There’s one at every game and he’s usually sitting right next to me. He’s the guy that shouts his opinions. At the UT vs. Arkansas football game, he was a short balding man. He made up for his size with a display of his hefty lungs. “You could grab a woman out of the stands and she’d punt better than that!” was followed by, “We’ve already lifted our skirts and showed ‘em our panties, why not just give ‘em the ball?” He might as well have yelled, “I’m a misogynist pig!”

My dad is that guy. He once got kicked out of my brother’s tee-ball game for shouting at the ump. He shook his glasses from the side-line and asked the ump if he’d like to borrow them. Spittle flew from his lips. His face resembled a tomato, deep red and round. The team and fans were shocked when my father was eventually ejected and sent to sit in the car waiting for my brother to finish. That was his last game as the team’s assistant coach.

Even when my dad is talking “normally,” he’s yelling. I don’t know if he has a hard time hearing himself or if he just thinks everyone else does. Sometimes it’s difficult to tell which comments he’s saying to himself, and which ones he wants Section 128 of the Charlotte Coliseum to hear.

I’ll give you an example. We used to have very good season tickets to the Charlotte Hornets in their early days. The seats were about 8 rows up from the court in row H of Section 128. We could see the glisten of sweat on the players’ faces. We could hear their shoes squeaking and the sound of their balls bouncing off the rim. If they found something funny, we could hear them laugh. My father took advantage of this. If we could hear them, surely they could hear us too.

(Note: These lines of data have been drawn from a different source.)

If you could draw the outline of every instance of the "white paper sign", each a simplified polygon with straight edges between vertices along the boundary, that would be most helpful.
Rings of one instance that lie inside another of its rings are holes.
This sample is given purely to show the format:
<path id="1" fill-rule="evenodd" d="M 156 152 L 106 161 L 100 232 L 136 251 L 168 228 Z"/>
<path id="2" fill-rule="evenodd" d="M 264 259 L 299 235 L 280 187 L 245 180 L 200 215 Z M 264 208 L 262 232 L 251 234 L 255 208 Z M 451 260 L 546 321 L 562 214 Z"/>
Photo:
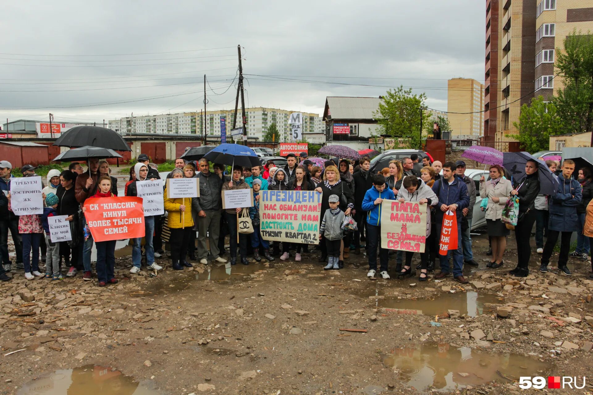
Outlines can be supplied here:
<path id="1" fill-rule="evenodd" d="M 200 190 L 197 178 L 168 178 L 167 195 L 170 199 L 199 197 Z"/>
<path id="2" fill-rule="evenodd" d="M 165 213 L 164 196 L 162 186 L 164 179 L 149 179 L 136 182 L 138 197 L 142 198 L 144 216 L 160 216 Z"/>
<path id="3" fill-rule="evenodd" d="M 68 216 L 47 217 L 49 224 L 49 238 L 52 243 L 69 242 L 72 239 L 70 232 L 70 222 L 66 220 Z"/>
<path id="4" fill-rule="evenodd" d="M 222 208 L 237 208 L 253 205 L 253 190 L 232 190 L 222 191 Z"/>
<path id="5" fill-rule="evenodd" d="M 43 214 L 43 184 L 41 177 L 11 178 L 10 204 L 17 216 Z"/>

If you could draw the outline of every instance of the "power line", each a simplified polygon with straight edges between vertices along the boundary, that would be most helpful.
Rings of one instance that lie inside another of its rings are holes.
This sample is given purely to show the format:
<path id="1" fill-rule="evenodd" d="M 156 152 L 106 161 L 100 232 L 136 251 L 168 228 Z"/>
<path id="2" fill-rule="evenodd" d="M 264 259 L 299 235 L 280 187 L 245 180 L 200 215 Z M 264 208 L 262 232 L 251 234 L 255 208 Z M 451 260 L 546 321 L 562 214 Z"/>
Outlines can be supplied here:
<path id="1" fill-rule="evenodd" d="M 181 52 L 197 52 L 199 51 L 212 51 L 216 49 L 227 49 L 234 48 L 235 47 L 219 47 L 218 48 L 205 48 L 204 49 L 188 49 L 183 51 L 170 51 L 168 52 L 145 52 L 144 53 L 115 53 L 103 55 L 44 55 L 44 54 L 31 54 L 28 53 L 6 53 L 0 52 L 2 55 L 15 55 L 19 56 L 126 56 L 129 55 L 155 55 L 163 53 L 180 53 Z"/>

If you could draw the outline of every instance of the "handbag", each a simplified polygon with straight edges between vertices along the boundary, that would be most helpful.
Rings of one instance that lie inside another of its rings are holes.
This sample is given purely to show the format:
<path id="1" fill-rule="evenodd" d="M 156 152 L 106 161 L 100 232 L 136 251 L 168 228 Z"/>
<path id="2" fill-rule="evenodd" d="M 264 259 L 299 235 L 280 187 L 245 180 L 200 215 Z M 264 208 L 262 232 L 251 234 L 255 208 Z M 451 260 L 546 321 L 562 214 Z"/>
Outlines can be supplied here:
<path id="1" fill-rule="evenodd" d="M 250 235 L 253 233 L 253 224 L 251 219 L 249 217 L 249 210 L 244 208 L 239 216 L 239 226 L 238 230 L 243 235 Z"/>

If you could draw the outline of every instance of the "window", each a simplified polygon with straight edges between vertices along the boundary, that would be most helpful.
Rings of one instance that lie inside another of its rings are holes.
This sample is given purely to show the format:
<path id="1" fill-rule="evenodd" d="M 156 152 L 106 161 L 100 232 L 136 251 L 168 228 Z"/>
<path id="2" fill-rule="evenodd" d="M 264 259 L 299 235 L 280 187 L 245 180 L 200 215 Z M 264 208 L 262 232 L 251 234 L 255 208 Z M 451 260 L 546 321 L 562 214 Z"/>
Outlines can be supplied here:
<path id="1" fill-rule="evenodd" d="M 535 33 L 535 42 L 541 40 L 542 37 L 554 37 L 554 30 L 556 24 L 544 23 L 540 26 Z"/>
<path id="2" fill-rule="evenodd" d="M 556 0 L 541 0 L 537 5 L 537 14 L 539 17 L 542 12 L 550 9 L 556 9 Z"/>
<path id="3" fill-rule="evenodd" d="M 552 89 L 554 88 L 554 76 L 543 75 L 535 80 L 535 90 Z"/>
<path id="4" fill-rule="evenodd" d="M 544 49 L 540 52 L 535 56 L 535 67 L 541 63 L 554 63 L 554 50 Z"/>

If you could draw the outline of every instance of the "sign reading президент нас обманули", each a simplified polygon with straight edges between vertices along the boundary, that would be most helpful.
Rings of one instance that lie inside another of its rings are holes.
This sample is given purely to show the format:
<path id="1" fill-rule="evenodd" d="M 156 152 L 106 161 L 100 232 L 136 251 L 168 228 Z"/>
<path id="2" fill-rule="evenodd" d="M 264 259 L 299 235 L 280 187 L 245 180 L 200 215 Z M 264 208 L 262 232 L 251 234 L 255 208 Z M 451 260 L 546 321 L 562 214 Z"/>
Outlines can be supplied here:
<path id="1" fill-rule="evenodd" d="M 424 252 L 428 204 L 383 200 L 381 204 L 381 248 Z"/>
<path id="2" fill-rule="evenodd" d="M 315 191 L 261 191 L 260 231 L 264 240 L 319 243 L 321 194 Z"/>

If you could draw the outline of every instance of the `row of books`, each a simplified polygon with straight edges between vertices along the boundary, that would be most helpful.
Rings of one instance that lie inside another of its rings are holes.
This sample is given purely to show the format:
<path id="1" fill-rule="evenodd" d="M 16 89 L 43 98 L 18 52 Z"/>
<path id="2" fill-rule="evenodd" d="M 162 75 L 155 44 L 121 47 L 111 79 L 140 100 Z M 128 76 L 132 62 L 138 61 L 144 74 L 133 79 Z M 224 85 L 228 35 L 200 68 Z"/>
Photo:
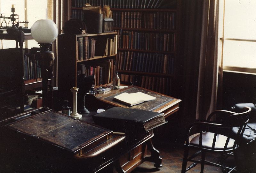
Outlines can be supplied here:
<path id="1" fill-rule="evenodd" d="M 121 81 L 130 82 L 134 85 L 140 86 L 165 95 L 170 95 L 172 79 L 156 76 L 121 74 Z"/>
<path id="2" fill-rule="evenodd" d="M 72 10 L 71 18 L 78 19 L 82 21 L 84 21 L 84 14 L 81 10 Z"/>
<path id="3" fill-rule="evenodd" d="M 122 28 L 174 30 L 176 14 L 172 12 L 114 11 L 113 26 Z"/>
<path id="4" fill-rule="evenodd" d="M 100 86 L 113 81 L 115 69 L 113 59 L 90 62 L 86 66 L 84 64 L 80 65 L 80 68 L 85 68 L 78 70 L 84 71 L 86 76 L 94 75 L 94 84 L 95 86 Z"/>
<path id="5" fill-rule="evenodd" d="M 79 7 L 89 3 L 93 6 L 109 5 L 111 8 L 176 8 L 177 0 L 73 0 L 72 7 Z"/>
<path id="6" fill-rule="evenodd" d="M 93 38 L 78 37 L 76 41 L 76 60 L 87 59 L 94 57 L 96 42 Z"/>
<path id="7" fill-rule="evenodd" d="M 118 48 L 174 51 L 175 34 L 116 31 L 119 36 Z"/>
<path id="8" fill-rule="evenodd" d="M 25 54 L 23 61 L 24 80 L 41 77 L 41 68 L 39 66 L 38 60 L 35 59 L 35 54 Z"/>
<path id="9" fill-rule="evenodd" d="M 86 60 L 95 56 L 110 56 L 116 53 L 117 36 L 100 40 L 88 37 L 78 37 L 76 41 L 76 60 Z"/>
<path id="10" fill-rule="evenodd" d="M 119 51 L 118 70 L 173 74 L 174 57 L 172 55 Z"/>

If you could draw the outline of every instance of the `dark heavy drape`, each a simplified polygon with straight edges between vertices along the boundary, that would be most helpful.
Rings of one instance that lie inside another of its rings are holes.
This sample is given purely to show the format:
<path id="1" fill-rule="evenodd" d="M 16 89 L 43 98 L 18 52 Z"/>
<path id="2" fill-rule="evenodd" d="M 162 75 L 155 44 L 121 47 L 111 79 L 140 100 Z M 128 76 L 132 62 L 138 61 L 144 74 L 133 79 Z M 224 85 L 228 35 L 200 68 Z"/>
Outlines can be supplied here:
<path id="1" fill-rule="evenodd" d="M 217 105 L 222 100 L 222 60 L 218 55 L 218 44 L 221 44 L 218 35 L 219 0 L 204 1 L 203 7 L 197 119 L 206 119 L 207 115 L 220 108 Z"/>
<path id="2" fill-rule="evenodd" d="M 182 1 L 182 18 L 177 92 L 182 101 L 179 113 L 189 123 L 195 118 L 200 57 L 203 0 Z"/>
<path id="3" fill-rule="evenodd" d="M 218 56 L 219 0 L 182 2 L 178 91 L 180 113 L 189 124 L 205 119 L 221 101 L 218 97 L 222 81 L 221 56 Z"/>

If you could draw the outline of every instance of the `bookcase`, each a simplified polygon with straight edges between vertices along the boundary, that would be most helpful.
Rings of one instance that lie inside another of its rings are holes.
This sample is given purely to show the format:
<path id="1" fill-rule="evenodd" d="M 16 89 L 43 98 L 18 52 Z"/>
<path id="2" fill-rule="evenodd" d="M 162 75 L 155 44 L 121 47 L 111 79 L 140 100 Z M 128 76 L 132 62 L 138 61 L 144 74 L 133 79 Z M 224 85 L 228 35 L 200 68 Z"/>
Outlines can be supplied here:
<path id="1" fill-rule="evenodd" d="M 30 33 L 23 32 L 0 33 L 0 39 L 16 41 L 14 48 L 0 50 L 0 110 L 3 116 L 24 112 L 25 91 L 42 86 L 40 67 L 34 53 L 39 48 L 23 48 L 25 41 L 33 39 Z"/>
<path id="2" fill-rule="evenodd" d="M 74 0 L 71 18 L 82 7 L 108 5 L 118 35 L 116 69 L 121 81 L 168 95 L 176 78 L 180 18 L 179 0 Z"/>
<path id="3" fill-rule="evenodd" d="M 58 87 L 61 101 L 72 102 L 70 90 L 77 87 L 81 74 L 94 75 L 95 87 L 111 85 L 116 58 L 116 32 L 60 34 L 58 39 Z"/>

It was the last time Michael Jordan was playing basketball in Charlotte (or so we thought at the time). Rumors of his retirement were everywhere. He played for the Bulls and one of his teammates was the media-hyped Dennis Rodman, sporting a glaring dye job on his short-cropped hair. It was alternating colors of black and red in a zig-zag pattern. True, it was atrocious, but it did match his uniform.

In the 3rd quarter, the Hornets were down by at least ten. My father blamed it on the refs and their unfair preference for the Bulls. He yelled that Jordan was “getting away with murder.” Jordan was the “invisible man.” People turned around and glared. I cowered in my seat towards the stranger on the other side of me. No one yells at Michael Jordan in North Carolina, regardless of which team he plays for.

I guess he got enough dirty looks and moved on to Dennis Rodman. After all, nobody liked Rodman, right? Dad claimed Rodman was “a dirty player” and “a showboat.” To further disguise my relation to him, I started a conversation with my neighbor on which she preferred – coffee or hot chocolate. I had no idea what was to come.

During a quick timeout by the Hornets, my father stood up and yelled to the Bulls bench, “Go home zebra head! Go back to Chicago with the other dirty zebra heads!” My dad laughed. He thought he was witty, despite the fact that zebras are neither red and black nor zig-zagged, and Rodman couldn’t have known Dad was talking to him. He was nonplussed when Rodman didn’t turn around.

He tried for a while longer then looked at me in wonderment and said, “Hmm..I guess he can’t hear me.”